Para quem usa mesmo estas ferramentas, as defesas são aborrecidas e eficazes. Corre o agente dentro de uma sandbox, um contentor ou uma máquina virtual descartável, para que o máximo que um pacote mau alcance seja um ambiente dispensável. Desativa os scripts de instalação automáticos quando o fluxo de trabalho o permitir, algo que alguns gestores de pacotes recentes já fazem por omissão. Mantém credenciais, chaves e ficheiros pessoais fora da máquina onde o agente anda à solta. E trata «instala-me isto» com o cuidado que darias a «abre este anexo do email», porque por baixo está mais perto disso do que parece.

O pacote concreto da demonstração é a prova de um investigador, não um surto real, e não há sinais de que tenha chegado a utilizadores verdadeiros.

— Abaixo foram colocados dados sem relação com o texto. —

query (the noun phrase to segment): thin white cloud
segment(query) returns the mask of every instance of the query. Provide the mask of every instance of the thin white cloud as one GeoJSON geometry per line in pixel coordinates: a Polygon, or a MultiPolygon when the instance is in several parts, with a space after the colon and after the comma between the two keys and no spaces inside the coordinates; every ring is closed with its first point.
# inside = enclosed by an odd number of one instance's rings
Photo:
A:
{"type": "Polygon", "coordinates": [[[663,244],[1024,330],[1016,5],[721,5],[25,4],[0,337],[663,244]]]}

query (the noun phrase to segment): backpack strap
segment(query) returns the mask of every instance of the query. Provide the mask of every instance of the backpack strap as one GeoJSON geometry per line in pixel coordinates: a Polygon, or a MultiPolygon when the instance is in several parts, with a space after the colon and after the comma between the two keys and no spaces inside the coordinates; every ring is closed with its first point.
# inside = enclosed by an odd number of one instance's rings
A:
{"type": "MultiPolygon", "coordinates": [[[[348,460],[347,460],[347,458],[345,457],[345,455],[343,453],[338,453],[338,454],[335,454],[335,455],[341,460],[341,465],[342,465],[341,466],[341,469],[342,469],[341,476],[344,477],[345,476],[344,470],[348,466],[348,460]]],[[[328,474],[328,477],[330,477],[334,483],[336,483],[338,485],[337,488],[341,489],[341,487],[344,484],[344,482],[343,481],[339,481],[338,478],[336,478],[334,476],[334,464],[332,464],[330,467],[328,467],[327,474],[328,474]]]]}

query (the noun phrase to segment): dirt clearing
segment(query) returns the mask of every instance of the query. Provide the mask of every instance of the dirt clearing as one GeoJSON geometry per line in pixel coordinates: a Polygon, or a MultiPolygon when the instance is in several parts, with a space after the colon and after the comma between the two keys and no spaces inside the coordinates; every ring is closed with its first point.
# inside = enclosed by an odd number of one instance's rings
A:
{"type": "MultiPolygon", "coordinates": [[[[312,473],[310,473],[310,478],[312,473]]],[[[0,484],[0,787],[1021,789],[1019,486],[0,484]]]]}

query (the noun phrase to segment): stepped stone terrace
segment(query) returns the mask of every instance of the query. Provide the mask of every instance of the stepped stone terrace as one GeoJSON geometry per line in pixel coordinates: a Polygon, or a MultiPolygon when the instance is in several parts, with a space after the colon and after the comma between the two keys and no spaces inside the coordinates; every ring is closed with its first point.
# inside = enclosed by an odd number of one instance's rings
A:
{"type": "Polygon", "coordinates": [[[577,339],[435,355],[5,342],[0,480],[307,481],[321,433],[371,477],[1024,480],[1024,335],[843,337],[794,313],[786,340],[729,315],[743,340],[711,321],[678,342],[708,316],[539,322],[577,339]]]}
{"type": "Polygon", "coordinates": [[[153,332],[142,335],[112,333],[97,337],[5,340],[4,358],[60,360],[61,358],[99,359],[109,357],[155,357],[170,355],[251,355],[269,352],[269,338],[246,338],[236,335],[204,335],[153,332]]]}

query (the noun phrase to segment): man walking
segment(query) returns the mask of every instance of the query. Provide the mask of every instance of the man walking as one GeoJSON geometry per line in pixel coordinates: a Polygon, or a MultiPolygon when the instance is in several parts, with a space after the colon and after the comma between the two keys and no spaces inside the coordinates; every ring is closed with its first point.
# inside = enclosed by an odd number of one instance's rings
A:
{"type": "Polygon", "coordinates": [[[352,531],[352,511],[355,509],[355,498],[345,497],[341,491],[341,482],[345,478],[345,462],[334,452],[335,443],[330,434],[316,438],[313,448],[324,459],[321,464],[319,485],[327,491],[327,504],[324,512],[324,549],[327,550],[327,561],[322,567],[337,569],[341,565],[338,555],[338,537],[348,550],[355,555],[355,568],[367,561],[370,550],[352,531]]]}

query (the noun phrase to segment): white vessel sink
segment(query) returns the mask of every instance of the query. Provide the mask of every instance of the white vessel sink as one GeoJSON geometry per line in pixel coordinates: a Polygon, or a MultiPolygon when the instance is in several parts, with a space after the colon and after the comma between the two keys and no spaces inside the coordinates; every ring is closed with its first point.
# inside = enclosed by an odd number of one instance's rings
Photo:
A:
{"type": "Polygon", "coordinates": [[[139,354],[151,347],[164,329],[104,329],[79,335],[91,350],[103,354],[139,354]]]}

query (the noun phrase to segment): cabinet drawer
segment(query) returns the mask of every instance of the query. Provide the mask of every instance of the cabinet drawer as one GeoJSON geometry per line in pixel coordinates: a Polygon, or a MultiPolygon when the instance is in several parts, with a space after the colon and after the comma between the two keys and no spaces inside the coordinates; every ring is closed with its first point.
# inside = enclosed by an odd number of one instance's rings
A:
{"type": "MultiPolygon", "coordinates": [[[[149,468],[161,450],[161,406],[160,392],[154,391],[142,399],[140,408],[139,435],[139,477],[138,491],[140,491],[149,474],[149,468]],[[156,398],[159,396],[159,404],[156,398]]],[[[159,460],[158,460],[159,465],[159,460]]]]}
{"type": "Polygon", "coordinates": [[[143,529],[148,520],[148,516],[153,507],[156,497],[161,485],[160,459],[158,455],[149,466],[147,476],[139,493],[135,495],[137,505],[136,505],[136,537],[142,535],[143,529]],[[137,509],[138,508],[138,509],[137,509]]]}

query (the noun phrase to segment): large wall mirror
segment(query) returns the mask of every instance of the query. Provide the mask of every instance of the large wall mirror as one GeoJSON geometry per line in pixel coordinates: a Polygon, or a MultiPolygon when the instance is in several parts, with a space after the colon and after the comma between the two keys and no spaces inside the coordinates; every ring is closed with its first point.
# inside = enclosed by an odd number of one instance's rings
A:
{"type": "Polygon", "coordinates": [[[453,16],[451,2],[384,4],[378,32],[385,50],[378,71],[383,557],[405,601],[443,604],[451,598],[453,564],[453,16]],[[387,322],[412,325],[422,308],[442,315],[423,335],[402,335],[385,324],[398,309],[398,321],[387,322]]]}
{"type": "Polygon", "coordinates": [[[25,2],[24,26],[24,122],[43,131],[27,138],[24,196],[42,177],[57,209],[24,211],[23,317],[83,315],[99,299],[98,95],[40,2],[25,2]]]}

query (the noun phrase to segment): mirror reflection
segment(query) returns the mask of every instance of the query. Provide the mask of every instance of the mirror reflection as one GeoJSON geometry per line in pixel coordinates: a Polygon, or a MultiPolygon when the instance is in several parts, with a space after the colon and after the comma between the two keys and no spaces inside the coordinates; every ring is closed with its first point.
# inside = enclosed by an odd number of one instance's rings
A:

O padrão por detrás dele é o que não vai ficar quieto. A programação com agentes está a tornar-se a norma mais depressa do que os hábitos pensados para a manter segura, e os registos em que estes agentes se apoiam nunca foram construídos para um mundo onde quem escreve o comando de instalação não é uma pessoa. Até essa falha se fechar, a regra mais antiga da segurança de software aponta agora para um utilizador de tipo novo: o que o teu agente instala, ele executa, por isso decide o que ele pode tocar antes de o deixares começar.